Confirmed, see repro below - thanks for reporting. tl;dr we're simplifying the SQL tree based on the assumption that equailty is evaluated in the same way in .NET and in the database, which is incorrect.

This happened because of the change in SqlExpressionSimplifyingExpressionVisitor in #31046 (code). That piece of code converts equality comparisons on the same thing, and convert them to IN (e.g. a == b && a == c to a IN (b, c)); however, along the way it also attempts to detect incompatible conditions (e.g. where b and c are different), by doing an intersection. This means we use .NET equality (via Intersect), which does not correspond to database equality (e.g. around case-sensitivity). Note that #31046 improved the simplification to apply to more cases, which is why this behaved differently; but the principle was the same before, so the actual change #31046 is immaterial here.

@ranma42 note that regardless of this bug, SqlExpressionSimplifyingExpressionVisitor basically does an inferior inferior version of #34507 (collapse multiple ORs into a single IN); the optimization only works if the two equalities are inside the same OR node - if they're farther apart in the tree this won't work (whereas in #34506 we'd have visitor state tracking known compared values etc. Note also that that it only simplifies where for ColumnExpression, whereas we should be simplifying for any expression (e.g. foo(x) = 3 OR foo(x) = 4 should be simplified to foo(x) IN (3, 4), even though foo(x) isn't a column).

To summarize, this looks like a bug to me - we shouldn't optimize things based on .NET equality. However, since it's quite contrived and isn't likely to affect many people, we should consider simply reimplementing the whole simplification in #31046, and fixing this as part of that...

/cc @maumar (I think you wrote the original simplification logic in SqlExpressionSimplifyingExpressionVisitor)
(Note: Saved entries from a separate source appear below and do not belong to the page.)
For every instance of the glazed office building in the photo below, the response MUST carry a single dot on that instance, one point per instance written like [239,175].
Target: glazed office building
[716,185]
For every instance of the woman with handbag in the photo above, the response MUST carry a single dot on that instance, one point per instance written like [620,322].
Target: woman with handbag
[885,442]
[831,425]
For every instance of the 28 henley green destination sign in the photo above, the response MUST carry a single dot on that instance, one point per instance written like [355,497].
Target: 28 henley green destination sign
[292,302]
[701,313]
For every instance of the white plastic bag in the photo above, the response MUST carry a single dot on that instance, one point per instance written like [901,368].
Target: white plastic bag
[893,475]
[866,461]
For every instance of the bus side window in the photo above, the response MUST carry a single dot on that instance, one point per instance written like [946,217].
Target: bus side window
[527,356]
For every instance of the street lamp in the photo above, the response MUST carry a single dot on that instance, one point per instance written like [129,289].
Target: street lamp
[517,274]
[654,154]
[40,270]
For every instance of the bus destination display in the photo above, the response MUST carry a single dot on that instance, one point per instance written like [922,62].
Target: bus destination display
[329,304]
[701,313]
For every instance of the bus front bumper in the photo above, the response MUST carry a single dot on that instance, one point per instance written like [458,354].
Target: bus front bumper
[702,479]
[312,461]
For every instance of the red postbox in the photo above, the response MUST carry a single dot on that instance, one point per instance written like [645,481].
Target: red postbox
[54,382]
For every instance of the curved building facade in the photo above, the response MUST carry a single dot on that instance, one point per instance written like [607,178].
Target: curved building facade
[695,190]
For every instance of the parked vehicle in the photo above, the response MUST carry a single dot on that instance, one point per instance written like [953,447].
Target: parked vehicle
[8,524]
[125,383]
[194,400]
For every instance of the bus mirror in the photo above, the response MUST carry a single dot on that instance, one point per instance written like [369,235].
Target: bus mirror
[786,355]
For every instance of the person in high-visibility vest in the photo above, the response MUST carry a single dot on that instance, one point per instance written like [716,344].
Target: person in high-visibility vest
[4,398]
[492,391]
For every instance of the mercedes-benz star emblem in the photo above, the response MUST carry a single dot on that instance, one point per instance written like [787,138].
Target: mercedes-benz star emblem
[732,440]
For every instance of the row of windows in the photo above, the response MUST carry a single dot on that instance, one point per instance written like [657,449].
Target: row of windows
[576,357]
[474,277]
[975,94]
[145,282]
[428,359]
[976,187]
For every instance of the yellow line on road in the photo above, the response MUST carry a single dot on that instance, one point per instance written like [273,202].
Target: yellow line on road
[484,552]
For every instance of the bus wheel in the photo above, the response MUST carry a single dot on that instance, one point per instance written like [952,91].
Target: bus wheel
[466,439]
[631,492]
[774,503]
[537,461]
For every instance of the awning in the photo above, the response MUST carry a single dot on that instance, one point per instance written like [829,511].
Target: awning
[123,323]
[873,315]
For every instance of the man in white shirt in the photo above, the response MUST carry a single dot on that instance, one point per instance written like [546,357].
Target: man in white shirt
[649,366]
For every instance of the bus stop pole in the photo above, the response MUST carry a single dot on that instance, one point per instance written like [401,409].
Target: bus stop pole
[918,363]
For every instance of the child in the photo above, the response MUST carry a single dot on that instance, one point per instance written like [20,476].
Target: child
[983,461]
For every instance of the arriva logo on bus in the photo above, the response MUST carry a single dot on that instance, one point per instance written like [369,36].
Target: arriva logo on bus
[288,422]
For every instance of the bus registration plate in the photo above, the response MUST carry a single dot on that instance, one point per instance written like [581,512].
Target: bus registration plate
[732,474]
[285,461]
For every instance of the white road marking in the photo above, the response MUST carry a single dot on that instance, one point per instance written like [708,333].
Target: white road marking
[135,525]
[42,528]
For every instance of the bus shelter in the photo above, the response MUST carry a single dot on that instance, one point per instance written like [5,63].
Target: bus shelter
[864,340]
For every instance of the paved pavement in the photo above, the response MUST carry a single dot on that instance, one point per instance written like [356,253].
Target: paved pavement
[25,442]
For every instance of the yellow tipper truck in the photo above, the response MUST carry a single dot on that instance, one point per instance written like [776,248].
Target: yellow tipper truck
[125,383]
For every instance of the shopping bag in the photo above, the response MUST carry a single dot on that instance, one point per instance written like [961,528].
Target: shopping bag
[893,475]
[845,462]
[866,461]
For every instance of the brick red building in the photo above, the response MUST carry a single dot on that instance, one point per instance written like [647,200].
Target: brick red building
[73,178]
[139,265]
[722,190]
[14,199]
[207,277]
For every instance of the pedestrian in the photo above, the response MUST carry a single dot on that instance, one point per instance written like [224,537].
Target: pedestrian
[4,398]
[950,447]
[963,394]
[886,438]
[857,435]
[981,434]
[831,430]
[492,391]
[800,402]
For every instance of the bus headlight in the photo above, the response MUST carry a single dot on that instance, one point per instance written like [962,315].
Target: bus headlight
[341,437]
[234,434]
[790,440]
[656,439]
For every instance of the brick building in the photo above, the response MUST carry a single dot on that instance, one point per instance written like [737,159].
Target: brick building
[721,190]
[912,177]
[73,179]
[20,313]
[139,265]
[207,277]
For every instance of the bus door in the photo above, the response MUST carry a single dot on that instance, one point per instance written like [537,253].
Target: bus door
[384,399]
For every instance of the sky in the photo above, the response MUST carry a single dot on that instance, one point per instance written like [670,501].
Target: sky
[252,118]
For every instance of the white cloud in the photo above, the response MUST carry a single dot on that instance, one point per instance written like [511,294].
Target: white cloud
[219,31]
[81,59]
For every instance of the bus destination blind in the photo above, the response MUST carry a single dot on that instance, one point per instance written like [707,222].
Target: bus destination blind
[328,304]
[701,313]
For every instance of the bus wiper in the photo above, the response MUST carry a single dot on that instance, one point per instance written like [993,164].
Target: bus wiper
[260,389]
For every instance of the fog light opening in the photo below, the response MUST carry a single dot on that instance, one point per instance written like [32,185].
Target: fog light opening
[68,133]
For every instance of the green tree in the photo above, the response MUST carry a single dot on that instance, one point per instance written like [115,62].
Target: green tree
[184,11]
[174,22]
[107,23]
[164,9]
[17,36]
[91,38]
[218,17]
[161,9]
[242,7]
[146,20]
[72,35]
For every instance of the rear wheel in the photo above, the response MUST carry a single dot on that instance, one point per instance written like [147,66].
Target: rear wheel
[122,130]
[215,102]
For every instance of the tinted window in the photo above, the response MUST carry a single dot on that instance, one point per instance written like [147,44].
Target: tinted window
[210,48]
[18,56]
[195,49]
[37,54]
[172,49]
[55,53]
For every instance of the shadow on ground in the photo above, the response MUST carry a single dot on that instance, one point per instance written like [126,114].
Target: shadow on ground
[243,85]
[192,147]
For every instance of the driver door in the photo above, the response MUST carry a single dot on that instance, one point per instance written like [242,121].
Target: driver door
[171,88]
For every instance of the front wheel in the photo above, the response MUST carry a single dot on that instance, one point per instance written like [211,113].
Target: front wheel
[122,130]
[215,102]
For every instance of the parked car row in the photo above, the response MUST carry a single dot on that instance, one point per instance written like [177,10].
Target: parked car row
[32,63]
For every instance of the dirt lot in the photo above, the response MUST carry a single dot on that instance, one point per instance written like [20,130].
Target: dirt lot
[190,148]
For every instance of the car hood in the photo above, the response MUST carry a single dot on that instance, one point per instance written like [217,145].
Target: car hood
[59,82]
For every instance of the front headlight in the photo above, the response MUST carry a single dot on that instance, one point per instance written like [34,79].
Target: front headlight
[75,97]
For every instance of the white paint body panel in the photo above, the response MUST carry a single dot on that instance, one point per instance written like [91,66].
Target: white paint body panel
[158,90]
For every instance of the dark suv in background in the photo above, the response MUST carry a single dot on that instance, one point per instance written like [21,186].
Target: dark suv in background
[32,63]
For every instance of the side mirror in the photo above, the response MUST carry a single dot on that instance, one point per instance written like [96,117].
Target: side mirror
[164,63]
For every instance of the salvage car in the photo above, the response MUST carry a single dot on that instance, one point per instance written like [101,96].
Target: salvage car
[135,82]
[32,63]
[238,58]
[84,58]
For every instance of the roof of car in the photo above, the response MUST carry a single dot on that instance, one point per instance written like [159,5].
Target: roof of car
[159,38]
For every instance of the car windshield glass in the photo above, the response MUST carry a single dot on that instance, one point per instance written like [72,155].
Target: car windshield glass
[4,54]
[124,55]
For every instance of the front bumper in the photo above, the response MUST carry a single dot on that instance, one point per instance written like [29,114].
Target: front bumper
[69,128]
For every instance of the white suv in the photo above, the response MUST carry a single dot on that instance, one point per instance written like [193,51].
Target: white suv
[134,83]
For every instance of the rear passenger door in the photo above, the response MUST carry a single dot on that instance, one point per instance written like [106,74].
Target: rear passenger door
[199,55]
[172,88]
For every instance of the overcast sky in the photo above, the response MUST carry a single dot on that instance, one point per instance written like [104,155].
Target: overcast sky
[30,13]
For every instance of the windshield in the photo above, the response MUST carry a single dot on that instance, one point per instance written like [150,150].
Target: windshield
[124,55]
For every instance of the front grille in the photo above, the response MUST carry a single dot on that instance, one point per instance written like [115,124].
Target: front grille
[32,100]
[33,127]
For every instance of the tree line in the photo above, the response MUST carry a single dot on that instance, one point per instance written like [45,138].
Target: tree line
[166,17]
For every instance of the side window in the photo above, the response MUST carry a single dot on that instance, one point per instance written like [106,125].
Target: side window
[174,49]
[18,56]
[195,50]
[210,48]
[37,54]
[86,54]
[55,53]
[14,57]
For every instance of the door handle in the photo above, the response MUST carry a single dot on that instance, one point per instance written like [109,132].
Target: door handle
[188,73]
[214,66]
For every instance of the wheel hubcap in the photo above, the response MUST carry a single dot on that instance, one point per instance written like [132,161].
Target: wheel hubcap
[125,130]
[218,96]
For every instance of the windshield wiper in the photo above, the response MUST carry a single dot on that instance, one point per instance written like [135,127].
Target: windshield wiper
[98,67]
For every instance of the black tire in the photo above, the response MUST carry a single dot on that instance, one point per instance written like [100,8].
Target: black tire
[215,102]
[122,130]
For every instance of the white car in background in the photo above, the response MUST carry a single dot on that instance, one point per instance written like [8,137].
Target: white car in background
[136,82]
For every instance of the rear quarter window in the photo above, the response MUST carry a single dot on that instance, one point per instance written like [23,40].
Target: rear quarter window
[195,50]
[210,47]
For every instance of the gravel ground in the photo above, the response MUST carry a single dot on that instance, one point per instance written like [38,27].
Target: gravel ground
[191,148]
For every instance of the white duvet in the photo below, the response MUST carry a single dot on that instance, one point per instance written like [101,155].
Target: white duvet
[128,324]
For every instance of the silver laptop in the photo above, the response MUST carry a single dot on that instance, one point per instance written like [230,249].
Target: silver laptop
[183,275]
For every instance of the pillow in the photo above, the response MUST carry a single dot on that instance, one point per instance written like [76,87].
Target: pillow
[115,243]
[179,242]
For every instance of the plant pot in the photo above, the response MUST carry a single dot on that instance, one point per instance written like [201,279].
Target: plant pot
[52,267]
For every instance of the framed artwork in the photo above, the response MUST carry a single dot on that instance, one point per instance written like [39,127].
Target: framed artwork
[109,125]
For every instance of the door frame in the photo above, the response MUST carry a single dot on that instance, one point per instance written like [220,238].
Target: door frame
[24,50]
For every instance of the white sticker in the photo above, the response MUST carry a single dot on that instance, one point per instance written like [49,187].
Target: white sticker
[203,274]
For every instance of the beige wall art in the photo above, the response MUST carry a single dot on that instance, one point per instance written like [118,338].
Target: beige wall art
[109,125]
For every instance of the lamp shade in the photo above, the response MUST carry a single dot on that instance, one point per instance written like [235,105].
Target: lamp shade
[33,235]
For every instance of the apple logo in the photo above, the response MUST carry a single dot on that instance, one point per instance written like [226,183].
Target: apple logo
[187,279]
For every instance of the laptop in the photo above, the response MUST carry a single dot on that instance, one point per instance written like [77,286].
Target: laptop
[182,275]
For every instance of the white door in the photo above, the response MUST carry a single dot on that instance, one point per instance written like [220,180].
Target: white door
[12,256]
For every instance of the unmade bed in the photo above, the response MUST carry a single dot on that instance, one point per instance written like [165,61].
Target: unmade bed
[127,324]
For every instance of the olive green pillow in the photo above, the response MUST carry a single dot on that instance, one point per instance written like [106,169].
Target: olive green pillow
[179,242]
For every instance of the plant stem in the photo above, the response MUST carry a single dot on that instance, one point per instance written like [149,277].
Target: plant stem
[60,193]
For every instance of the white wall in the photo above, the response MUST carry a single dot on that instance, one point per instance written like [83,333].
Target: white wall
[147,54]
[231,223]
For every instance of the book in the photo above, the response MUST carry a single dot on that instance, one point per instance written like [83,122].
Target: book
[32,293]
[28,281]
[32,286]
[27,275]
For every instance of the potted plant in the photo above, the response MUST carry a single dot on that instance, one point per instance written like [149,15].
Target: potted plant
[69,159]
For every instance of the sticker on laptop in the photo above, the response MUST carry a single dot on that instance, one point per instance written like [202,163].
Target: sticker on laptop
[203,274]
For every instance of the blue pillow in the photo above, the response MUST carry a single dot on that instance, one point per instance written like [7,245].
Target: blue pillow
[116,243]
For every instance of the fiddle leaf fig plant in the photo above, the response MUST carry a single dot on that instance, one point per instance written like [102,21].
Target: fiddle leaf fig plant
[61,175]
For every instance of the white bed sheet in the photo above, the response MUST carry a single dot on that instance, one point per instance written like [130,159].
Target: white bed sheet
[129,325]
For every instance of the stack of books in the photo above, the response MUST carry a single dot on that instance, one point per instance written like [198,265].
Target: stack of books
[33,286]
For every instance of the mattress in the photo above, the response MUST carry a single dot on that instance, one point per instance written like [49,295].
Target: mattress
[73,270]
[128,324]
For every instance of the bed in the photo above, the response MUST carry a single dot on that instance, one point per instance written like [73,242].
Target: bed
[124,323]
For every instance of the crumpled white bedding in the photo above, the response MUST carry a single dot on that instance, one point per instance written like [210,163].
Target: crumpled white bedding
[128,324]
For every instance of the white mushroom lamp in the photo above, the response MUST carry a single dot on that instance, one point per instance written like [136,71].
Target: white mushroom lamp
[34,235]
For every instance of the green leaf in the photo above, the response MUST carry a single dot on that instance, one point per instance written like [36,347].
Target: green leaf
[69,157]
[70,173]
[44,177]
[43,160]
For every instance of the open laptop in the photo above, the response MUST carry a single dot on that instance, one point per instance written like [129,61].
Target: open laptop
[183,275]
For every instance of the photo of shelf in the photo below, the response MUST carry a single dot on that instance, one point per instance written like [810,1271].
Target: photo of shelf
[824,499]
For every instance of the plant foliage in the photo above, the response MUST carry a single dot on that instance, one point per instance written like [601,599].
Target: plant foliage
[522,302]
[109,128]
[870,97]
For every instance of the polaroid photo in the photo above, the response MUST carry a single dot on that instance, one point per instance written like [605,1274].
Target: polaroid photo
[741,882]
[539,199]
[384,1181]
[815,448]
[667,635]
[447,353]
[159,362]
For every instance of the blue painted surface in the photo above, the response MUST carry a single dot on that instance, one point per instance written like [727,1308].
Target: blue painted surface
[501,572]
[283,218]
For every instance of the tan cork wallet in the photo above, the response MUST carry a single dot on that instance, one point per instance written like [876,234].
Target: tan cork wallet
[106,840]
Minimal repro ```c# await using var context = new BlogContext(); await context.Database.EnsureDeletedAsync(); await context.Database.EnsureCreatedAsync(); var thing = new Thing { Name = "TheName" }; _ = await context.Things .Where(thing => thing.Name.Equals("TheName") && thing.Name.Equals("tHeNaMe")) .ToListAsync(); public class BlogContext : DbContext { public DbSet Things { get; set; } protected override void OnConfiguring(DbContextOptionsBuilder optionsBuilder) => optionsBuilder .UseSqlServer("Server=localhost;Database=test;User=SA;Password=Abcd5678;Connect Timeout=60;ConnectRetryCount=0;Encrypt=false") .LogTo(Console.WriteLine, LogLevel.Information) .EnableSensitiveDataLogging(); } public class Thing { public int Id { get; set; } public string Name { get; set; } } ```
kopfsick commented 1 month ago

Thank you for your quick response and for confirming 👍 As you say, this isn't likely to affect many people, and for those that it does affect, like us, it is probably a rare corner case. I've temporarily adjusted some test cases, but will be following the issue.